Moonlight Mile, Dennis Lehane

L’auteur américain Dennis Lehane a déjà vu plusieurs de ses romans adaptés au cinéma. Il est l’auteur de Shutter Island, Mystic River ou encore Gone, Baby Gone. Dennis Lehane est connu pour être l’auteur emblématique de la ville de Boston, tout comme Paul Auster est associé à New-York, Armistead Maupin à San Francisco ou Harlan Coben avec le New-Jersey. Boston est une ville que j’affectionne particulièrement et où je me suis rendu régulièrement pendant plusieurs années, d’où mon envie de découvrir la ville à travers l’oeuvre de Dennis Lehane. Moonlight Mile est le premier roman que je lis de cet auteur.

Moonlight Mile Dennis Lehane

Dans Moonlight Mile, Dennis Lehane met en scène à nouveau son tandem fétiche de détectives privés : Patrick Kenzie et Angie Gennaro. L’un est d’origine irlandaise et l’autre d’ascendance italienne, réunissant ainsi les deux communautés emblématiques de Boston. Moonlight Mile fait écho à Gone Baby Gone puisque Kenzie est contacté pour retrouver Amanda McGready, une jeune fille de 16 ans qu’il avait déjà retrouvée 12 ans auparavant alors qu’elle avait été enlevée à sa mère.
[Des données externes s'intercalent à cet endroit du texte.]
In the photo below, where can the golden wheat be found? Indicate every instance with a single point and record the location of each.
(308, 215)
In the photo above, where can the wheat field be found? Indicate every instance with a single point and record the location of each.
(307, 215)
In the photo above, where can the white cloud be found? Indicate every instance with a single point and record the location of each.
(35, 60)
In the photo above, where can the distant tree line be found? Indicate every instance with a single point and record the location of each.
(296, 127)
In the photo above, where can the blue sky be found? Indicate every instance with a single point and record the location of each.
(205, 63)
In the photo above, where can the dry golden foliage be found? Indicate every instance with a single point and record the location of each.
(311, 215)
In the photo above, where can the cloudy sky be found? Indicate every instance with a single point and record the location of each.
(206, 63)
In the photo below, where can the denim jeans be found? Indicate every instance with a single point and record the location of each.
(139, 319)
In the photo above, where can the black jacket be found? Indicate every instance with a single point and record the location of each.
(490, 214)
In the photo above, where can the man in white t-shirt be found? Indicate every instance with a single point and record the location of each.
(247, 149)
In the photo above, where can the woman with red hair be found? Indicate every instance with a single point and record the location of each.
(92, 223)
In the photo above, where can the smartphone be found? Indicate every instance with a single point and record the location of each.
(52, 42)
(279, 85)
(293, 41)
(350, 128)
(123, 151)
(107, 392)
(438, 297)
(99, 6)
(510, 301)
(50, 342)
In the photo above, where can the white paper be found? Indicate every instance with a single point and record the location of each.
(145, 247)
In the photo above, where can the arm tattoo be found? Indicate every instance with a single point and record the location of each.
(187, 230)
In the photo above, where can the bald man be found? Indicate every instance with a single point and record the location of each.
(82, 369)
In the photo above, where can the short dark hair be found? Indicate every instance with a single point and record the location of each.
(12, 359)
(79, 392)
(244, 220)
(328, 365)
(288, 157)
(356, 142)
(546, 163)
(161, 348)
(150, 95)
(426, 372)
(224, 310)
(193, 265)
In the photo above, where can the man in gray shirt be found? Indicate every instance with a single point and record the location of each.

Moonlight Mile est un polar efficace. Certes pas le meilleur que j’ai lu mais tout fonctionne bien. Je reprocherais un tempo assez lent au début, sans doute le temps que je prenne mes marques avec l’univers de l’auteur et les personnages. Mais le rythme est bien soutenu par la suite avec tout ce qu’il faut de suspense, de manipulations et de rebondissements. Je dois avouer que je suis un peu déçu par le traitement qui est fait de la ville de Boston dans ce roman. Il est vrai que plusieurs quartiers sont mentionnés et que l’intrigue se déplace aussi bien à l’extérieur de la ville. Mais Boston est simplement une toile de fond qui manque un peu de personnalité. L’attachement que Kenzie porte à son quartier et au mode de vie en ville dans le quartier de Dorchester (par opposition à la vie confortable dans la banlieue américaine) est bien décrit mais il manque pour moi un supplément d’âme. Je ne demande pas non plus une carte postale idyllique de la ville mais il me semble que cela aurait pu être plus développé. A confirmer si je lis un autre de ses romans. Le supplément d’âme et la qualité du roman est peut-être à aller chercher du côté des remords du personnage principal qui doute de la décision qu’il avait prise 12 ans plus tôt en remettant alors la petite fille à une mère complètement paumée et dépendante de diverses substances. Cette remise en question ajoutée à des choix personnels difficiles donnent du relief aux deux personnages principaux et les rend plutôt attachants.

Un des aspects que j’ai apprécié dans Moonlight Mile, au-delà du récit en lui même, est que Dennis Lehane traite en filigrane des maux de l’Amérique. Le livre ayant été publié en 2010, il condamne la crise des subprimes et toute la flopée de crédits immobiliers à risque qui ont stoppé net le développement de certains quartiers et qui ont mis sur la paille pas mal de propriétaires. Il parle aussi de la précarité dans le travail puisque Kenzie travaille comme indépendant et n’a pas les moyens de payer une couverture sociale pour sa famille. Sa femme reprend ses études et leur situation financière est délicate.

Voici donc un premier contact intéressant avec Dennis Lehane et son oeuvre. Ce n’est pas la lecture de l’année mais ça me donne envie d’y revenir à l’occasion.

Une réflexion au sujet de « Moonlight Mile, Dennis Lehane »

  1. J’ai eu la même expérience cet été avec un livre de Sara Paretsky. J’ai choisi un livre d’elle car j’avais envie de lire un polar qui se passe à Chicago.

    J’ai été déçue car il y avait peu de descriptions de la ville. J’ai trouvé que la tentative de parler des maux de l’Amérique était bien mais un peu superficielle, le style d’écriture peu innovant et les personnages pas assez fouillés.

    Du coup, ce billet ne me donne pas envie d’essayer un livre de Lehane.

    Et là, comment est le style? Plus proche de Mary Higgins Clark ou de Raymond Chandler?

    PS : pour un bon polar sur fond de critique sociale, je recommande La maison des absents de Tana French.